In ogni caso il ricorrente omette del tutto di confrontarsi con l’elemento gravemente indiziario costituito dalla indicazione della utenza telefonica sul pacco contenente lo stupefacente e con il ragionamento seguito dal giudice distrettuale per ricondurre tale utenza al LA PLACA sulla base dei richiami rinvenuti nel cellulare dello stesso COGNOME.
Le circostanze attenuanti sono state poi escluse con motivazione logica e non contraddittorio nell’esercizio del potere discrezionale riservato ai giudici di merito che lo hanno esercitato in termini non più sindacabili dinanzi al giudice di legittimità.

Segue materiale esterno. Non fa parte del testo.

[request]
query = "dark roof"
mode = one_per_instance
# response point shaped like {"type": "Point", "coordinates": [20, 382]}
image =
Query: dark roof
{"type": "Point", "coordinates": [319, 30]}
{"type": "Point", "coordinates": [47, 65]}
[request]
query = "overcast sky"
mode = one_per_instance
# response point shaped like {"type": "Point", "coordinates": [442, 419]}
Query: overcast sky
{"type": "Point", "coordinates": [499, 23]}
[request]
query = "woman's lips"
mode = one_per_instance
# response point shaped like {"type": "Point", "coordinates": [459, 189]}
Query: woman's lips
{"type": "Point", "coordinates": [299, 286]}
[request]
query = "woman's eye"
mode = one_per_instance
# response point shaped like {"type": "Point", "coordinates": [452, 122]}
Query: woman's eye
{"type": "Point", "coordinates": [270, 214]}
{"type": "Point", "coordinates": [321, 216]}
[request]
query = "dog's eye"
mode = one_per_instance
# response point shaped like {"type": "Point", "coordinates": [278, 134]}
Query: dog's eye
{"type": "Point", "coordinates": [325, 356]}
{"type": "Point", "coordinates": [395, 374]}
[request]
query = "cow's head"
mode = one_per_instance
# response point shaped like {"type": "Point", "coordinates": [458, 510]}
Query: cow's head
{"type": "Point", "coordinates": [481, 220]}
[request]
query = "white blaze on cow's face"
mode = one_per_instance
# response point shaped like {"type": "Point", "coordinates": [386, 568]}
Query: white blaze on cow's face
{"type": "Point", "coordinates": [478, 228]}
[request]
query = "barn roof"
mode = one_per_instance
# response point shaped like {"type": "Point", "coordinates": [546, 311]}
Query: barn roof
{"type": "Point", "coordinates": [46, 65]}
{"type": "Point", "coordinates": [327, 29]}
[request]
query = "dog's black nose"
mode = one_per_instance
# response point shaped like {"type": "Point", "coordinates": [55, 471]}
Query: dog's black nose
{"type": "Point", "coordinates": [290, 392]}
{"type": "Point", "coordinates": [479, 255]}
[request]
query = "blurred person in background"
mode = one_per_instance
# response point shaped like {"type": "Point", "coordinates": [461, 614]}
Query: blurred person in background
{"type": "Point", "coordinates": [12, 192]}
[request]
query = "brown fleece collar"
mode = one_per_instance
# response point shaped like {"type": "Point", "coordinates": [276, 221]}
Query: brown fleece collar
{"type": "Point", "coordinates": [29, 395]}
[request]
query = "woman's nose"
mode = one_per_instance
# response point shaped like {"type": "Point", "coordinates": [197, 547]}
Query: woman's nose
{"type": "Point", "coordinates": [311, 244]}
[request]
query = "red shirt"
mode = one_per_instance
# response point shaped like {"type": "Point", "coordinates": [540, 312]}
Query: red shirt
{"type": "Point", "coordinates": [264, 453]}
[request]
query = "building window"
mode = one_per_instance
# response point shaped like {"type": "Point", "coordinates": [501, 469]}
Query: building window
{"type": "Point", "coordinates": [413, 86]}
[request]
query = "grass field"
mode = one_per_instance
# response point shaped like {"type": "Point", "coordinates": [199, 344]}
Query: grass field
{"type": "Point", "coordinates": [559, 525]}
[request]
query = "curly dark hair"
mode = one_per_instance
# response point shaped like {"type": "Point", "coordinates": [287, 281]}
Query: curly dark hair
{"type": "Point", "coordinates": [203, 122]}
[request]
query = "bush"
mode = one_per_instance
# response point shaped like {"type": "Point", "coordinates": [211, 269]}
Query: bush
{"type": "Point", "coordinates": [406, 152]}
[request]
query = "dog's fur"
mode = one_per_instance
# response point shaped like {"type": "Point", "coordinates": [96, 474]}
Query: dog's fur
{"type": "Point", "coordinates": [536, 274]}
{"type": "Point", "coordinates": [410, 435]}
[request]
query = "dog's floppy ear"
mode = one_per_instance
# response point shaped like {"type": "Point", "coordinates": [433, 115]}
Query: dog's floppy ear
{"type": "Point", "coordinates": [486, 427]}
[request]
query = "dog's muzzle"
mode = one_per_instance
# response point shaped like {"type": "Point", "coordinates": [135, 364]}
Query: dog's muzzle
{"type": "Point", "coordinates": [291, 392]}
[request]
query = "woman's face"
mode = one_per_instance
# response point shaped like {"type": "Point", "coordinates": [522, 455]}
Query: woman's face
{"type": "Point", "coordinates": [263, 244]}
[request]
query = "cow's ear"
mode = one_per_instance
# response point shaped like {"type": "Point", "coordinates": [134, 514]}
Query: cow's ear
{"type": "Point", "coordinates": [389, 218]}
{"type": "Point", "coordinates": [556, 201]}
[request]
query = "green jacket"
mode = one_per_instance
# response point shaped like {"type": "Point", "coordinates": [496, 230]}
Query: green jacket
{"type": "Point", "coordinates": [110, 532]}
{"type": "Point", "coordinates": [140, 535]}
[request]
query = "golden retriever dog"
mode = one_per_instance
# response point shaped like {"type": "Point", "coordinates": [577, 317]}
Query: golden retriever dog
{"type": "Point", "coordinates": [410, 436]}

Evidenziato che all’inammissibilità del ricorso segue per legge la condanna del ricorrente al pagamento delle spese processuali ed al versamento di una somma in favore della cassa delle ammende che, avuto riguardo al palese carattere dilatorio del ricorso e alla palese inammissibilità del ricorso, appare conforme a giustizia stabilire nella misura indicata in dispositivo.
P.Q.M.
Dichiara inammissibile il ricorso e condanna il ricorrente al pagamento delle spese processuali e della somma di euro tremila in favore della RAGIONE_SOCIALE delle Ammende.